Department of Experimental, Diagnostic and Specialty Medicine, University of Bologna, Bologna, Italy.
Department of Biotechnology, Guru Ghasidas Vishwavidyalaya, Bilaspur, India.
Curr Treat Options Oncol. 2024 Apr;25(4):465-495. doi: 10.1007/s11864-023-01175-z. Epub 2024 Feb 19.
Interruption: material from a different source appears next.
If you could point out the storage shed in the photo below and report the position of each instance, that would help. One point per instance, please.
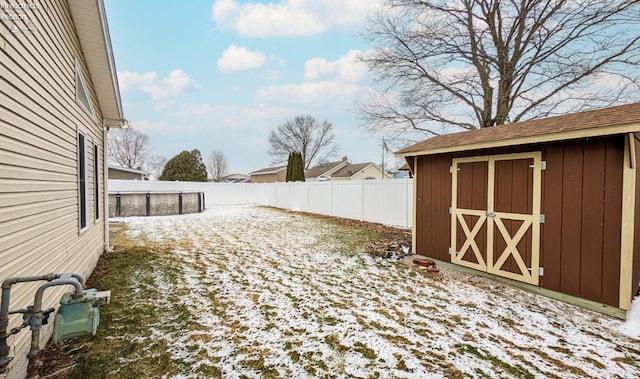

Cardiotoxicity has emerged as a serious outcome catalyzed by various therapeutic targets in the field of cancer treatment, which includes chemotherapy, radiation, and targeted therapies. The growing significance of cancer drug-induced cardiotoxicity (CDIC) and radiation-induced cardiotoxicity (CRIC) necessitates immediate attention. This article intricately unveils how cancer treatments cause cardiotoxicity, which is exacerbated by patient-specific risks. In particular, drugs like anthracyclines, alkylating agents, and tyrosine kinase inhibitors pose a risk, along with factors such as hypertension and diabetes. Mechanistic insights into oxidative stress and topoisomerase-II-B inhibition are crucial, while cardiac biomarkers show early damage. Timely intervention and prompt treatment, especially with specific agents like dexrazoxane and beta-blockers, are pivotal in the proactive management of CDIC.
心脏毒性已成为癌症治疗领域中各种治疗靶点引发的严重后果,其中包括化疗、放疗和靶向治疗。癌症药物诱导的心脏毒性(CDIC)和放射性心脏毒性(CRIC)的日益重要性需要立即引起关注。本文详细揭示了癌症治疗如何导致心脏毒性,以及患者特定风险如何加剧这种毒性。具体而言,蒽环类药物、烷化剂和酪氨酸激酶抑制剂等药物以及高血压和糖尿病等因素会带来风险。对氧化应激和拓扑异构酶-II-B 抑制的机制见解至关重要,而心脏生物标志物则显示出早期损伤。及时干预和及时治疗,特别是使用地拉佐嗪和β受体阻滞剂等特定药物,对于 CDIC 的积极管理至关重要。